The Nikkei share average ended the morning session 0.69% higher at 25,337.39
Japan’s Nikkei stock index advanced on Monday, supported by a retreat in crude oil as investors turned more optimistic over the Russia-Ukraine crisis.
Travel-related stocks jumped on a decline in COVID-19 infections and hopes of resumption of a government programme to boost tourism.
Financial shares rallied as higher long-term global bond yields improved the outlook for profits. Automakers stood out too, as a weaker yen boosted the value of overseas sales.
The Nikkei share average ended the morning session 0.69% higher at 25,337.39, although that was off the early highs when the benchmark gained as much as 1.86%.
Of the Nikkei’s 225 component stocks, 193 advanced. Real estate was the best performing sector, followed by financials and then consumer cyclicals. Only utilities, a traditional defensive sector, declined.
The broader Topix climbed 0.92% to 1,816.03.
U.S. Deputy Secretary of State Wendy Sherman said on Sunday that Russia was showing signs it might be willing to have substantive negotiations over Ukraine, allowing commodity prices to fall back from their highs.

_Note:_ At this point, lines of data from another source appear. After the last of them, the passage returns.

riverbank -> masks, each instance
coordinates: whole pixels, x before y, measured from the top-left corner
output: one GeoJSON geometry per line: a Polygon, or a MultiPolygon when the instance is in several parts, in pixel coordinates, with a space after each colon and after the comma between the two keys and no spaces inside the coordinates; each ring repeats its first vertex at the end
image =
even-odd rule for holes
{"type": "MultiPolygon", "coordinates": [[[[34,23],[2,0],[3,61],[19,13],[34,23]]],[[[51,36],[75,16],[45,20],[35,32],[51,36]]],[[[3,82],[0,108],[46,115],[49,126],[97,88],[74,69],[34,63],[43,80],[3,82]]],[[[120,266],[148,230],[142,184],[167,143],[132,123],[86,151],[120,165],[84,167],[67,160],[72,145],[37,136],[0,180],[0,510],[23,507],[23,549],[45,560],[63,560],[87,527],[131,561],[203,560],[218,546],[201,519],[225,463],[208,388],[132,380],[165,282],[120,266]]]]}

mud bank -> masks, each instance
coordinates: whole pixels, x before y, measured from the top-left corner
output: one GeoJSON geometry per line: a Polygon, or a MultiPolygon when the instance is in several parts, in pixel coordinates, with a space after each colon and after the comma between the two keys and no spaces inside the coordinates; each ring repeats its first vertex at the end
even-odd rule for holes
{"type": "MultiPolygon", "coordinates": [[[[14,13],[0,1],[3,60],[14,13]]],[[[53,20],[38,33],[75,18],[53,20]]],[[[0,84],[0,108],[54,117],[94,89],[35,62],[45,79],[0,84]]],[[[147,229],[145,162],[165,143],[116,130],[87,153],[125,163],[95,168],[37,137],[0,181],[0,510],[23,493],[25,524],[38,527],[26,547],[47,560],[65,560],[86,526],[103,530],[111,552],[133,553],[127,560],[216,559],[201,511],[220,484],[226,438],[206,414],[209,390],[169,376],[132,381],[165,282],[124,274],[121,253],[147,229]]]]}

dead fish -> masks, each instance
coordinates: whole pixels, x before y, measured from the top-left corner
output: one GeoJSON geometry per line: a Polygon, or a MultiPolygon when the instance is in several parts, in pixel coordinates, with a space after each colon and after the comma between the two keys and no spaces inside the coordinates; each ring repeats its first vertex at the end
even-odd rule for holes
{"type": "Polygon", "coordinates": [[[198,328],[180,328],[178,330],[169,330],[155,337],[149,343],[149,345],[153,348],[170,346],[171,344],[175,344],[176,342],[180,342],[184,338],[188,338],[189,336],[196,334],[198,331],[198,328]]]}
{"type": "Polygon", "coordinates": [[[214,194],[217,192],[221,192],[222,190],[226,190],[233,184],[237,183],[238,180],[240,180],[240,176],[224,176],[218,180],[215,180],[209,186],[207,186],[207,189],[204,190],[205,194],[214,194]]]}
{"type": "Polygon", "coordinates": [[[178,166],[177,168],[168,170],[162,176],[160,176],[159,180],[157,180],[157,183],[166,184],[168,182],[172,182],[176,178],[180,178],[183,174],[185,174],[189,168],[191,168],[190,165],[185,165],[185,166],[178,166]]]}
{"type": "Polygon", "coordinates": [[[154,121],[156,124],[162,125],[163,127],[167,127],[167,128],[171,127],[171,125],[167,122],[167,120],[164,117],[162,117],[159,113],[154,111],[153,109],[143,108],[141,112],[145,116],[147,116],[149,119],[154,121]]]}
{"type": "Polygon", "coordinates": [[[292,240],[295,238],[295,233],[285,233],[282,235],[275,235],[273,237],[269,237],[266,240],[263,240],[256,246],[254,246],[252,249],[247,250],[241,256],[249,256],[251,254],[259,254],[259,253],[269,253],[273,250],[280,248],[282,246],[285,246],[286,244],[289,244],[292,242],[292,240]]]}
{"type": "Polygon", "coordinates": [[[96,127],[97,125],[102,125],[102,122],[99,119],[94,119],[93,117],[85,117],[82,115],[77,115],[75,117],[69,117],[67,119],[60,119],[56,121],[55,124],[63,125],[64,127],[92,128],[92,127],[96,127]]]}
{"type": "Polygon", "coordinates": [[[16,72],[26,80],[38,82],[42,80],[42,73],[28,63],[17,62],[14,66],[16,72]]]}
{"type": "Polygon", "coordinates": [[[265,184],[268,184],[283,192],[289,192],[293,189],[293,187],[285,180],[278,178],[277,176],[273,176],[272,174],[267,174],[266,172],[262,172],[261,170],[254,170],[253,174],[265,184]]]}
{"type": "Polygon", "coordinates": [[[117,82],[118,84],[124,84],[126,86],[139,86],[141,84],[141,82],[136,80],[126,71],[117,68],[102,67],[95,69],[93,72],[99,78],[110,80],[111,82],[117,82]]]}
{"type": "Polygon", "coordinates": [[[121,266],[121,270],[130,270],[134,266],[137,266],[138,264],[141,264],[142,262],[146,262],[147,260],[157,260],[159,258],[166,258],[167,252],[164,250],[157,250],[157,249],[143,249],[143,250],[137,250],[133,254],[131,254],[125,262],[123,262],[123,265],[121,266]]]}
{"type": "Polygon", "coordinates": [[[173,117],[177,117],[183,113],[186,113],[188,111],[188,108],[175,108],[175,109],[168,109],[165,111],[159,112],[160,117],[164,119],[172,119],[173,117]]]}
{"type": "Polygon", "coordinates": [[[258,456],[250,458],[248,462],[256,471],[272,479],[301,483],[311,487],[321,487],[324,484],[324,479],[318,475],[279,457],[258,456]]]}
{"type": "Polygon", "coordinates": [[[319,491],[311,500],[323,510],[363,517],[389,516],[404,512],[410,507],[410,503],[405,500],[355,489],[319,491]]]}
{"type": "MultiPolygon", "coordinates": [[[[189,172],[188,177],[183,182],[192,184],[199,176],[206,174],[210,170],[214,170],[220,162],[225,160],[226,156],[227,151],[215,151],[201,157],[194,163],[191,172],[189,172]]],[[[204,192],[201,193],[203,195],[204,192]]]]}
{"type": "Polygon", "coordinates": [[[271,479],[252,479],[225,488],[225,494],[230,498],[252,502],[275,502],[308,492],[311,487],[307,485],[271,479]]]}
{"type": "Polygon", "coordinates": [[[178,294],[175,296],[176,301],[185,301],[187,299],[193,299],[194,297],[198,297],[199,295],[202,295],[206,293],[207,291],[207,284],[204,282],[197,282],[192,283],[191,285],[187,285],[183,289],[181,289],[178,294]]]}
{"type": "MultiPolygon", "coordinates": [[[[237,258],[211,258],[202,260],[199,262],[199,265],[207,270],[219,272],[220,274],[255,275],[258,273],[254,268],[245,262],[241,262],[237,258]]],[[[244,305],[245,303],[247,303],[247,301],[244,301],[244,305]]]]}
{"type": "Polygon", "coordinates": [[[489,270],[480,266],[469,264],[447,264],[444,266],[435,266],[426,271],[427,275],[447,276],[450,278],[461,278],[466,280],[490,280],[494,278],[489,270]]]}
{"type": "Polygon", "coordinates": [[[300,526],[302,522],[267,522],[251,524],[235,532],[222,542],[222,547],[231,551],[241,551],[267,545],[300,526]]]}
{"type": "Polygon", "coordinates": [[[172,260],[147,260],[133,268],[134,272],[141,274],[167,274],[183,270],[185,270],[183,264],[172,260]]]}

Resource-poor Japan is dependent on imports for its energy needs.
Japanese Prime Minister Fumio Kishida said on the weekend the government was preparing to restart the ‘GoTo Travel’ subsidy programme.
Travel agency H.I.S. jumped 7.04% and airline ANA Holdings rose 2.4%. Department store operator J.Front Retailing advanced 4.58%.
Although the outlook remains unclear for Ukraine and other overseas factors, the decline in Omicron cases and the restart of ‘GoTo’ is lifting sentiment by raising hopes for improved corporate profits in coming quarters, said Jun Kitazawa, an equity strategist at Miki Securities.
Toyota rallied 3.09% to be the Nikkei’s biggest mover by index points. Nissan added 2.41% and Mazda leapt 4.34%.